Shamans are among us. Or, at least, shamanic practitioners. Many people believe you would need to travel very far—perhaps back in time—to meet an actual shaman. There have been scholars who argue that practicing shamanism today is a form of cultural appropriation. While the term shaman is reserved for those who were born into the role or accepted the role in a tribal community, a shamanic practitioner is anyone who learns from teachers and studies how to relay messages from spirit guides. Sky Yeager, a local shamanic practitioner, noted that “everyone can trace their lineage back to a time when shamanism was practiced.” But first, what is shamanism?
According to Yeager, “Shamanism is a form of energy work. You can focus on help to deal with pain, family issues, or when facing any kind of a crossroads.”
In the simplest terms, a shaman is a facilitator between the physical world and the spiritual world. Yeager emphasized that she is simply the messenger; she communicates with the person’s spirit guides—which can take the form of ancestors, animals, or guardian angels— and “relays messages or returns lost power or soul fragments, sometimes helping spirits extract energies that may be causing issues.” The result is giving the client whatever they need to feel whole, or to make a decision that will lead them to the right path.
Shamanism involves a deep connection to nature; there is the belief that people can attain greater health through acknowledging the connection between all living things and finding ways to appreciate the natural world. The practice varies, but a session typically involves journeying, a form of meditation initiated through the rhythmic sounds of a drum or rattle. The client will be asked to focus on an area of their life from which they wish to move forward or to heal. One can journey to meet their helping spirits, their future selves, or to travel to the past and address ancestral wounds that may be impacting them today. Unlike the physical world, the spiritual realm is not limited by time or space.
Once a month, Yeager and a few other practitioners lead a healing circle here in Corvallis, which is available in exchange for a voluntary donation. It’s a chance for people to discover the practice with other community members who may be experiencing shamanism for the first time.
“We trust that by providing this service, the right people find us when they need to, and that it does ripple out into the community as a whole,” said Yeager. For her, it’s important to maintain a safe space for people to explore the practice. Because of this, “there is a screening process if someone wants to participate.” The practitioners also take referrals from people they’ve worked with before.
While it’s called a healing circle, Yeager pointed out that this is a loose term. Healing gives “the impression that something is broken in someone. No one is ever broken.” Yeager prefers the term “tending,” like you would tend a garden. “Tending makes the person whole,” she said. Just as we take steps to ensure our physical health—check-ups, a healthy diet, exercise—there are ways to develop spiritual health.
Yeager also participates in Science of Mind and Spirit, a Meetup group that holds discussions on a variety of shamanic topics, as well as the occasional journeying and ceremony. If you aren’t into group work, Yeager has just expanded her services to include private sessions.
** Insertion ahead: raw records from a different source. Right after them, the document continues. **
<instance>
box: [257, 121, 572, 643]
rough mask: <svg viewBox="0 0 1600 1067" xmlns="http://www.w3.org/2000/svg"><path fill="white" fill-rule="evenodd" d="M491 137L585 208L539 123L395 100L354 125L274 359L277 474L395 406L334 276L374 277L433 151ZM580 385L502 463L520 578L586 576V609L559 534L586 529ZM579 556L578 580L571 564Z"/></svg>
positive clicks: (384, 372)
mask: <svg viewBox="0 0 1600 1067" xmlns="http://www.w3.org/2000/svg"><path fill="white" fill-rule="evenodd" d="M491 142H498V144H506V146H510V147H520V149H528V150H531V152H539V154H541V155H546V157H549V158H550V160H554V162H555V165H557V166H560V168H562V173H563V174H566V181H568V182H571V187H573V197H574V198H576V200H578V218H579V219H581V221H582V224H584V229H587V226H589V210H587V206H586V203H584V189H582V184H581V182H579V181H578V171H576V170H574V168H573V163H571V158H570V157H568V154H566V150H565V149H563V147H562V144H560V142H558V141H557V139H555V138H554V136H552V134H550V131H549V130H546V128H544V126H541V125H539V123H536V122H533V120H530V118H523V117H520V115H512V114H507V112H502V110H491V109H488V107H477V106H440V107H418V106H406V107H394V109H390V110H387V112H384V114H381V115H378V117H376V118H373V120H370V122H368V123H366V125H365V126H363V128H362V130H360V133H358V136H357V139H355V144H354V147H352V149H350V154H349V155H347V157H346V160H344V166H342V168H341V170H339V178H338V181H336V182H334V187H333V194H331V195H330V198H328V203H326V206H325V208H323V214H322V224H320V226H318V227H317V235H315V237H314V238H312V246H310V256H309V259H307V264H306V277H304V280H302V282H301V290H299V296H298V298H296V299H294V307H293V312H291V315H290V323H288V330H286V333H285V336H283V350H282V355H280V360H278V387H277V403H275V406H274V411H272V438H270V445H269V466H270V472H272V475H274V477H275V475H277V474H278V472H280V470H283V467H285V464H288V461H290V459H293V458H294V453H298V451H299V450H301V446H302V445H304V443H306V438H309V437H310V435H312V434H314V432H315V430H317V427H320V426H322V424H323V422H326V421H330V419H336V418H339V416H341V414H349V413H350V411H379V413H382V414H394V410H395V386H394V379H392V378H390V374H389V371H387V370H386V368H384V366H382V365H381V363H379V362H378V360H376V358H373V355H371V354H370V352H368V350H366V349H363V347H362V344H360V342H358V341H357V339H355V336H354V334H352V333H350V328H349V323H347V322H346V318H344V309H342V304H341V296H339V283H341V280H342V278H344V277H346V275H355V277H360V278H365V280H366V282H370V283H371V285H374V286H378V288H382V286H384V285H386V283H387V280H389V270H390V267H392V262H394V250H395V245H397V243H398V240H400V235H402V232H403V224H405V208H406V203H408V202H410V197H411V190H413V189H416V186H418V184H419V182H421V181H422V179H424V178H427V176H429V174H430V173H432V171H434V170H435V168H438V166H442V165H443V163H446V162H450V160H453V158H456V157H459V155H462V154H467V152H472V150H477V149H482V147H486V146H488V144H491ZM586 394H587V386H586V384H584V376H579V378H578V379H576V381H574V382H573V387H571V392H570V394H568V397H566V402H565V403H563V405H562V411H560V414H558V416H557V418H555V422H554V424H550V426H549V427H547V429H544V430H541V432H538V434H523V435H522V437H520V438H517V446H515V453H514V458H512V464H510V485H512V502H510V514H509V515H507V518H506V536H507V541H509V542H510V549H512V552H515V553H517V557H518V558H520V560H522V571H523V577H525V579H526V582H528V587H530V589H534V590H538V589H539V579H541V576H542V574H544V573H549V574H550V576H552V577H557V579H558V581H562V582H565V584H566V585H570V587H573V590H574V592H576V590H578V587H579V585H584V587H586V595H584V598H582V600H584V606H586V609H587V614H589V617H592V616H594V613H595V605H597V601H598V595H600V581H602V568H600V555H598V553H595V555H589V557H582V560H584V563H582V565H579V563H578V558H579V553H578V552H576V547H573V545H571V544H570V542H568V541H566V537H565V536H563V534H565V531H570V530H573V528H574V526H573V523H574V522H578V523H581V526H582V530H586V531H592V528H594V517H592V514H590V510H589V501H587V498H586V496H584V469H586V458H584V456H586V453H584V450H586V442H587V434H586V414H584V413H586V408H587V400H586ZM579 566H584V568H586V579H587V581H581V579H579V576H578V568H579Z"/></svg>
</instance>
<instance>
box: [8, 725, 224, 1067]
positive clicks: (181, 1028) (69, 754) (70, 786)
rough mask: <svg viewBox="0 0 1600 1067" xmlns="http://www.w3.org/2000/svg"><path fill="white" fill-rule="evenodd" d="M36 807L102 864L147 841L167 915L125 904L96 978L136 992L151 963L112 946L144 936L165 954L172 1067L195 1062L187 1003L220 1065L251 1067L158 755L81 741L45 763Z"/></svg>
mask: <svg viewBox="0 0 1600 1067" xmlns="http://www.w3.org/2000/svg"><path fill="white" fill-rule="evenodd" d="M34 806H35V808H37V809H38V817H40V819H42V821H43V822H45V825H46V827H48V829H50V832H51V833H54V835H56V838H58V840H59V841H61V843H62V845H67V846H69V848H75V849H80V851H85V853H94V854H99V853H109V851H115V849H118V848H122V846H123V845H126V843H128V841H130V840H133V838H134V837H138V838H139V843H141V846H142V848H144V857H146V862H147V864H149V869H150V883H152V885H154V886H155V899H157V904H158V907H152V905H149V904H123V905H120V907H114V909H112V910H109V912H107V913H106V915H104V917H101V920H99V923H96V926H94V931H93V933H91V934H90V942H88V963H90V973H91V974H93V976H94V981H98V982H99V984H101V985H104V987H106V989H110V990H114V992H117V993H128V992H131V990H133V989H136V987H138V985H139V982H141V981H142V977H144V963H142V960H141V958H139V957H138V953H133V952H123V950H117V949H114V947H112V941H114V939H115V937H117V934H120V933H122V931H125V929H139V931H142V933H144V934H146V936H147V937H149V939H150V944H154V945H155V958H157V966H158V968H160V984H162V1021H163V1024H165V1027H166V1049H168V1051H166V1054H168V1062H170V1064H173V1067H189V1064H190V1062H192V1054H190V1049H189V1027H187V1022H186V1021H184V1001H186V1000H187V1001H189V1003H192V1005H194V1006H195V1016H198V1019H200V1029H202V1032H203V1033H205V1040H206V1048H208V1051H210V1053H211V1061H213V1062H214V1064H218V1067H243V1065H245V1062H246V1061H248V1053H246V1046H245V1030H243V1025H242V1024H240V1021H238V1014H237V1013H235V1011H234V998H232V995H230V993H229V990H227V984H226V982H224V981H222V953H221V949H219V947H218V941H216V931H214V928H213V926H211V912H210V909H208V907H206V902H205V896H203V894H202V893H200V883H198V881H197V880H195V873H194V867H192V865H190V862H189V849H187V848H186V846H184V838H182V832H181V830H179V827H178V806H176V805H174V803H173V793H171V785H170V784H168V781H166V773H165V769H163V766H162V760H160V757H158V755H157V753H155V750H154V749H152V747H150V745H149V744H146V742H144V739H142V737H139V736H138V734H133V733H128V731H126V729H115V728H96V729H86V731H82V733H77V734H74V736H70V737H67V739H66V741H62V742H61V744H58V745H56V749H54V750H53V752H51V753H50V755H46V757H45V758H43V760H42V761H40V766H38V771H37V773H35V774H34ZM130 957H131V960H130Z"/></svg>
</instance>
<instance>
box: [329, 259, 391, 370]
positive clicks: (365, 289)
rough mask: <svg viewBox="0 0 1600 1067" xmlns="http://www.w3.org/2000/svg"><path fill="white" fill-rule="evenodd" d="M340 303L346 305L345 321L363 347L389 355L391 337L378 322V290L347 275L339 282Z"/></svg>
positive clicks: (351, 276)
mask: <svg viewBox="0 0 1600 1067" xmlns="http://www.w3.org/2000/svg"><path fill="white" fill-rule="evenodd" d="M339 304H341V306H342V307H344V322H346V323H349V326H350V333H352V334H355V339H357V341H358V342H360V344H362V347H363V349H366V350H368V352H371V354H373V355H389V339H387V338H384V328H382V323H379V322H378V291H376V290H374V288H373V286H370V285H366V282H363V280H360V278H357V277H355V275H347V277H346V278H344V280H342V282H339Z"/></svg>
At the age of 17, she knew she wanted to be a shaman—at least, on a subconscious level. She had always loved nature and had developed a great interest in what she calls “soul work.” However, it wasn’t until she read the work of Sandra Ingerman that Yeager realized she could study shamanism and eventually become a practitioner.
For Yeager, it’s not her task to convince people that seeing a shamanic practitioner would be beneficial for them. According to her, curiosity is no coincidence. If you find yourself interested in learning more about shamanism or journeying, it could be your guide telling you it’s time to do some spiritual work.
Shamanism has roots all over the world, from parts of Asia to our own backyard. It’s Yeager’s belief that every person is capable of becoming a shamanic practitioner, and can partake in the ceremonies that can create a positive impact on the individual, their community, and the Earth. We just have to listen to our guides.